Two different things wanteth the true man: danger and diversion. Therefore wanteth he woman, as the most dangerous plaything.
Man shall be trained for war, and woman for the recreation of the warrior: all else is folly.

Oh, and, yeah, somehow, his insane amoral Superman libertarianism was supposed to also be compatible with Kropotkin's Mutual Aid model of community life.  If you want just an example of how unhinged she was, you can read the entire diatribe that the following is sometimes excerpted from, oh, yeah, brought to you by "Positive Atheism".

"Morality has no terrors for her who has risen beyond good and evil. And though Morality may continue to devour its victims, it is utterly powerless in the face of the modern spirit, that shines in all its glory upon the brow of man and woman, liberated and unafraid."

Just what she thought workers rights, womens' rights, etc. were based in if not in morality, would be interesting to know.

I've always said that anyone who had ever been in a situation in which civil authority broke down or was nonexistent would learn just what anarchism would mean, before the gangsters and organized criminals, the real life Übermenschen, not the fantasy kind, imposed an uncivil order.  I don't quite get how Emma didn't understand that for someone to be uber, a lot of other people had to be unter, it's as if she didn't know the first thing about people and society, something that seems to be a common trait among anarchists.

The more I read of her the more of a total flake she seems to me.   And her stuff, unedited, reads a lot more tedious than it might have seemed while she was raving it from a platform.  Compared to Lincoln or Fredrick Douglass, her words are wooden and absurd on the page, incoherent and more than just a bit condescending.  Odd for an anarchist, she was a raging snob and narcissist.

UPDATE;  As to Goldman's devotion to Nietzsche and her anarchism, consider this passage from one of his major works which she refers to in that passage, Beyond Good and Evil:

On the other hand, the gregarious European man nowadays assumes an air as if he were the only kind of man that is allowable, he glorifies his qualities, such as public spirit, kindness, deference, industry, temperance, modesty, indulgence, sympathy, by virtue of which he is gentle, endurable, and useful to the herd, as the peculiarly human virtues.
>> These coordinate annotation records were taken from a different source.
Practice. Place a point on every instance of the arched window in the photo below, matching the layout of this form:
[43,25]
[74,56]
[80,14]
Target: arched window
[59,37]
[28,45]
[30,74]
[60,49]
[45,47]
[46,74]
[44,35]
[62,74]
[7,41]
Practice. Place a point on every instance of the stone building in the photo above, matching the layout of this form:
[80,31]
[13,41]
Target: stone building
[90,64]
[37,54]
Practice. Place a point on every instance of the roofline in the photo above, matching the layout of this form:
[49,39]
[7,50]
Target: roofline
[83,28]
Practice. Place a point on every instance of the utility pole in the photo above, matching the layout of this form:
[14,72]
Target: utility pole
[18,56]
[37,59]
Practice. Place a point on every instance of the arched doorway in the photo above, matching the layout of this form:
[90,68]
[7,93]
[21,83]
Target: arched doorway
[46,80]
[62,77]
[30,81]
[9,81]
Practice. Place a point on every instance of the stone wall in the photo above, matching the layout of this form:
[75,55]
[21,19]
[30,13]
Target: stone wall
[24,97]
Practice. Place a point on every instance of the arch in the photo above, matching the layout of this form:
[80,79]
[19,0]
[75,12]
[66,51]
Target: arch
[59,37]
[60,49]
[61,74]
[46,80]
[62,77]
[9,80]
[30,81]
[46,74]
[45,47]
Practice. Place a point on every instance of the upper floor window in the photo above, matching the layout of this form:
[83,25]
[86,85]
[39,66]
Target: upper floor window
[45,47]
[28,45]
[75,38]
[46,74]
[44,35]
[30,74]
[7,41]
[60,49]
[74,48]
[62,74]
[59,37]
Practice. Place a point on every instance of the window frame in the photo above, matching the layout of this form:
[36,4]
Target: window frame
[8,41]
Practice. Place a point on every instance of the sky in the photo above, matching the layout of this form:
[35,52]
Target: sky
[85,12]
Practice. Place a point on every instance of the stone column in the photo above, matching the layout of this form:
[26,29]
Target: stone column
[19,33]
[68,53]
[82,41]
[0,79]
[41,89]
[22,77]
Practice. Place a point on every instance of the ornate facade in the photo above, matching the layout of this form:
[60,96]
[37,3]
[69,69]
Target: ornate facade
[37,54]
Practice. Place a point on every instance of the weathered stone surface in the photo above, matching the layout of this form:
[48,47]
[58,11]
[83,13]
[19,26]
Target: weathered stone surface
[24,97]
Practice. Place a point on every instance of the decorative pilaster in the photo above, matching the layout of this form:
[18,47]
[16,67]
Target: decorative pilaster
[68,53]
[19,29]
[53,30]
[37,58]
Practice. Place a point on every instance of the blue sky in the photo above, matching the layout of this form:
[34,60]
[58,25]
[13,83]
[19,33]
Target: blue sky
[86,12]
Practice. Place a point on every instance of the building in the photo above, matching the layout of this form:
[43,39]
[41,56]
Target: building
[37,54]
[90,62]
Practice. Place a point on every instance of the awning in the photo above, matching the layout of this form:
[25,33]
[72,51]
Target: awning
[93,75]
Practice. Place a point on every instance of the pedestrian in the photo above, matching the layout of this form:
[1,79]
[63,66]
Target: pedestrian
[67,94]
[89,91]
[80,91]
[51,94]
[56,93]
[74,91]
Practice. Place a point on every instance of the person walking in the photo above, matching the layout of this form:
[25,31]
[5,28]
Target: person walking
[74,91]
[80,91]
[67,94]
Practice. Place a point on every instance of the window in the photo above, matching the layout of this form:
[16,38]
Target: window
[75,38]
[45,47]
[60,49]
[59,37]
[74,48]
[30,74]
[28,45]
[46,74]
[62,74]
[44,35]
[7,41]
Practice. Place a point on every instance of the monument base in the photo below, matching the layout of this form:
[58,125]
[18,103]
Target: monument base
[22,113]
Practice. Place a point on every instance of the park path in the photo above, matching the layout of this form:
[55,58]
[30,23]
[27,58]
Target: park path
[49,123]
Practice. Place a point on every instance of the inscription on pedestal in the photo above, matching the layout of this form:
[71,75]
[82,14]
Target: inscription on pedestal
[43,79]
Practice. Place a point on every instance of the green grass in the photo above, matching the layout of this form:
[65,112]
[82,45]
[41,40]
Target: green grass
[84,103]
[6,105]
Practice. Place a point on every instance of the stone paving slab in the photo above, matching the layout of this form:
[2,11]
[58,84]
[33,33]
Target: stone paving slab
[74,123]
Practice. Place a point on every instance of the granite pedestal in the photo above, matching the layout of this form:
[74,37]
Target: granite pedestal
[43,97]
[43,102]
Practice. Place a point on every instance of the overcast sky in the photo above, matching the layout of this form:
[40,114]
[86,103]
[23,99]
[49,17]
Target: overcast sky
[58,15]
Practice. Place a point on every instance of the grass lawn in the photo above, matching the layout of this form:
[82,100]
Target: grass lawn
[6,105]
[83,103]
In cases, however, where it is believed that the leader and bell-wether cannot be dispensed with, attempt after attempt is made nowadays to replace commanders by the summing together of clever gregarious men all representative constitutions, for example, are of this origin. In spite of all, what a blessing, what a deliverance from a weight becoming unendurable, is the appearance of an absolute ruler for these gregarious Europeans—of this fact the effect of the appearance of Napoleon was the last great proof the history of the influence of Napoleon is almost the history of the higher happiness to which the entire century has attained in its worthiest individuals and periods.

I would refer you, as well, to #260 of that book for his developed ideas of "master" vs. "slave" morality.